E come sono stati influenzati i loro consumi e stili di vita dalle pubblicità di cibi e bevande? Le risposte possono essere trovate lungo il percorso iconografico della mostra Il cibo immaginario, 1950-1970 pubblicità e immagini dell’Italia a Tavola, dal 3 dicembre al 6 gennaio 2014 al Palazzo delle Esposizioni di Roma, presentata ieri dal curatore della mostra Marco Panella, presidente Artix, insieme al critico televisivo Aldo Grasso, in collaborazione con Coca-Cola Italia, Gruppo Cremonini e Montana.


1952 Cinzano

Venti anni di storia italiana raccontati attraverso il linguaggio della pubblicità del cibo e dei riti del mangiare. Trecento immagini che restituiscono un pezzo di storia passata, vissuta o che si conosce perché tramandata da nonni e genitori. Il racconto di un’evoluzione non solo dei consumatori e dei media, ma dell’industria alimentare in generale, capace di possedere un potere evocativo ed emozionale che oggi ha forse un po’ perduto.

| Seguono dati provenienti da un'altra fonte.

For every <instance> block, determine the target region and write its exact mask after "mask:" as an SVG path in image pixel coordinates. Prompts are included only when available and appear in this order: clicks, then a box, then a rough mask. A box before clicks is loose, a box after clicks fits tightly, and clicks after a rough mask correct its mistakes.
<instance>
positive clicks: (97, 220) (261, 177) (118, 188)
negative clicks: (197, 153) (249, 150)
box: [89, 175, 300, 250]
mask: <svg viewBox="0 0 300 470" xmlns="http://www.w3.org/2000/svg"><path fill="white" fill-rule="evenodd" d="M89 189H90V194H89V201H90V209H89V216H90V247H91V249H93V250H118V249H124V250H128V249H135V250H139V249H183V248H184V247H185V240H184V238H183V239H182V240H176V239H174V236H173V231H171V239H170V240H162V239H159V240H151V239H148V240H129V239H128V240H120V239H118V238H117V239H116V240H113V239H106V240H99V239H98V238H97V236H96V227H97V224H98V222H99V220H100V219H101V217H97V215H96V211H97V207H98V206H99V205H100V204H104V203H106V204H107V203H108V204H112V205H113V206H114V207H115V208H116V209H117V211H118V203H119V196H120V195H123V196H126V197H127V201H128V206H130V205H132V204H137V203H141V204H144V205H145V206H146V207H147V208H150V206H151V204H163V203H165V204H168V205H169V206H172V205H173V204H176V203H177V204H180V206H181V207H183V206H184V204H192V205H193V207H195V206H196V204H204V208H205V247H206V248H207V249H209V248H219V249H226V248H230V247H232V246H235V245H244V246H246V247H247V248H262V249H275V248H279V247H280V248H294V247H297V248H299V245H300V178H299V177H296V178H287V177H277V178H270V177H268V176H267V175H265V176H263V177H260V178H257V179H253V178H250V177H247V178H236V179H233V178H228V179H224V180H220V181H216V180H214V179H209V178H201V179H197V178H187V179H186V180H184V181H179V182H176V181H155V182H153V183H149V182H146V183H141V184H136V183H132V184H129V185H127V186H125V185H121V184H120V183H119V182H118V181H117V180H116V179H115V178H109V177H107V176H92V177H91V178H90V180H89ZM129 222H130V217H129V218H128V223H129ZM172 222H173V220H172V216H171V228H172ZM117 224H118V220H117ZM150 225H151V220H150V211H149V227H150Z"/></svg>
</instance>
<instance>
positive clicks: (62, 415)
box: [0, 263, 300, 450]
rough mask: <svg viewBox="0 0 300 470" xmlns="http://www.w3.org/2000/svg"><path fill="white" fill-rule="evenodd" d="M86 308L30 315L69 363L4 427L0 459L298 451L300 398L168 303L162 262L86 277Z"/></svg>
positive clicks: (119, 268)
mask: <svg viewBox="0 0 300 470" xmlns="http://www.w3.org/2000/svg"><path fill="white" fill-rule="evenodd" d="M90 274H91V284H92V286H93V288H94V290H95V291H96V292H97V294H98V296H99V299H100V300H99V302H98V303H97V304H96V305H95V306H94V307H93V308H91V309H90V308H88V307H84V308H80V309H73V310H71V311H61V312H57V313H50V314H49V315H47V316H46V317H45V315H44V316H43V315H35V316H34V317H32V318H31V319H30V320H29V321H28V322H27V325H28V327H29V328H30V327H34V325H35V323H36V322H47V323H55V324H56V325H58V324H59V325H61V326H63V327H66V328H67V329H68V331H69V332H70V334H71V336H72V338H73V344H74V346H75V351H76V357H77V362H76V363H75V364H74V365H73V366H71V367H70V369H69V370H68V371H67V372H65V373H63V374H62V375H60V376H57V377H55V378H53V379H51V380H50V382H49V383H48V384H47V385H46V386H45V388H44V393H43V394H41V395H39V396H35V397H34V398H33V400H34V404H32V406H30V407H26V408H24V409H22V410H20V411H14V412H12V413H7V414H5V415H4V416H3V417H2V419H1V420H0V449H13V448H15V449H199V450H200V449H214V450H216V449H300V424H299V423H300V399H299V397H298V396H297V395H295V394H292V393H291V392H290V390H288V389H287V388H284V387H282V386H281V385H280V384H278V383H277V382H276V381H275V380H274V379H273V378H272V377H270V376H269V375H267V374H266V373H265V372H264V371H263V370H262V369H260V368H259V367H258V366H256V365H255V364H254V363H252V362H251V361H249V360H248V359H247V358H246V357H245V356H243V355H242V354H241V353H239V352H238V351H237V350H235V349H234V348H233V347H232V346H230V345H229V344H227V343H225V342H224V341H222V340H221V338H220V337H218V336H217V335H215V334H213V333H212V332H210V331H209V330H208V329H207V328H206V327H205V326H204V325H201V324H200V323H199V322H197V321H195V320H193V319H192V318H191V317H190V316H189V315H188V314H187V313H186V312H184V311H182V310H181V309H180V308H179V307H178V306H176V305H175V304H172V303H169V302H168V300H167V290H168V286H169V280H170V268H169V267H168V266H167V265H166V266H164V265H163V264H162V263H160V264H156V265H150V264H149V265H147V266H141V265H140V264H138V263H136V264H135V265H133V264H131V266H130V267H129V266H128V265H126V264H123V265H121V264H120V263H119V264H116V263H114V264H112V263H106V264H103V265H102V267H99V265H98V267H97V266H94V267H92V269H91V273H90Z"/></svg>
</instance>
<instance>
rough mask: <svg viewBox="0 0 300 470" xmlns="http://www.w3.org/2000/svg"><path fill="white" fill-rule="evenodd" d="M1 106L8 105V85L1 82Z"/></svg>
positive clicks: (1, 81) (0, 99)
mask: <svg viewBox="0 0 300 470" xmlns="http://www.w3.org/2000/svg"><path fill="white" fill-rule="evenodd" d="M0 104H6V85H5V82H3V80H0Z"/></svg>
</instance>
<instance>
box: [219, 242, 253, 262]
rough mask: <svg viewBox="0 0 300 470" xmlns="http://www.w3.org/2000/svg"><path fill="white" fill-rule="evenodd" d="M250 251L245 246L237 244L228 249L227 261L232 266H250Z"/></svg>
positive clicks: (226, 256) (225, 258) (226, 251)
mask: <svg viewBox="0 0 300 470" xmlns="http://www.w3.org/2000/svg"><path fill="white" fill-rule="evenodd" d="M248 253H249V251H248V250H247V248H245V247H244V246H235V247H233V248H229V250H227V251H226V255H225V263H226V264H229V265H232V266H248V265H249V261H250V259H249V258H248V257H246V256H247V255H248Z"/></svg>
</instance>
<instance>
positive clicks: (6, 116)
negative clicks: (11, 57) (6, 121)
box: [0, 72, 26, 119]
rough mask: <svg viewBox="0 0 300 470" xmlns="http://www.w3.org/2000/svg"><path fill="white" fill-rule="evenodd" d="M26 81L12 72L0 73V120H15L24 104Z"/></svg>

1967 il cibo e gli affetti straordinari

Le immagini, tra i marchi più conosciuti come Cirio, Barilla, Coca Cola, Fernet-Branca, Colussi, e Montana fino ai brand da rispolverare nella memoria come il Ghiacciomenta Elah, l’indimenticabile Idrolitina,  i formaggi Milkana e le Pastiglie Leone, raccontano l’Italia moderna che dalla Ricostruzione e il boom economico arriva agli anni ‘70, prima del crollo del sistema di Bretton Woods e della crisi energetica. Negli anni del dopoguerra la penisola, da sud a nord, era segnata dalla famee dalla ricerca, spesso affannosa del cibo. I prodotti principali erano quelli di primaria necessità come pane, farina, polenta e riso. La prima rivoluzione a tavola, in quel periodo, si ha con la pasta, che divenne ben presto simbolo dell’italianità: era l’inizio della lenta ricostruzione di un Paese.

Si arriva così al periodo dell’abbondanza: l’euforia e l’ottimismo degli anni Cinquanta hanno una chiara matrice americana e si possono ritrovano nelle donne formose e nelle tavole imbandite. Gli italiani, nel cibo e nei modi di mangiare, trovano un media fortissimo, ovvero una forma di linguaggio capace di emancipare anche a livello sociale. Non si mangia solo per bisogno, ma lo si fa perché sedotti dal linguaggio moderno della pubblicità e perché le tasche lo permettono (la propensione d’acquisto è infatti più alta).  

E oggi, che ruolo ricopre il cibo? In che modo ha inciso la crisi e perché questo boom di programmi televisivi dedicati all’arte culinaria? Sembra che tutti abbiano riscoperto l’arte della “buona” cucina: cooking show allestiti nelle più svariate location, corsi di cucina da seguire o regalare al partner (insieme al messaggio subliminale che spesso si cela dietro), reality in cui ci si sfida a “piattate”, in quella che lo stesso Aldo Grasso chiama “la grande abbuffata della tv”. Ma che nella realtà potrebbe invece voler esorcizzare la riduzione dei consumi, in quella ricerca forzata all’offerta contro qualsiasi tipo di spreco alimentare.
 
“Il cibo sta diventando un linguaggio da quando si è affrancato dalla sua funzione primordiale di sopravvivenza. – spiega il critico editorialista del Corriere della Sera -. Superata la fase atavica di Totò in “Miseria e Nobiltà”, quando si abbuffa di spaghetti e se li mette in tasca, oggi il cibo ha una funzione sociale che diventa segno distintivo e linguaggio in mezzo ad altri linguaggi. A questo è dovuto il boom delle trasmissioni di cucina. Imparare a cucinare certi cibi significa fare un salto qualitativo da quella che potremmo definire cucina “casalinga”. È  come imparare una nuova lingua e aver voglia, quindi, di comunicarla agli altri”.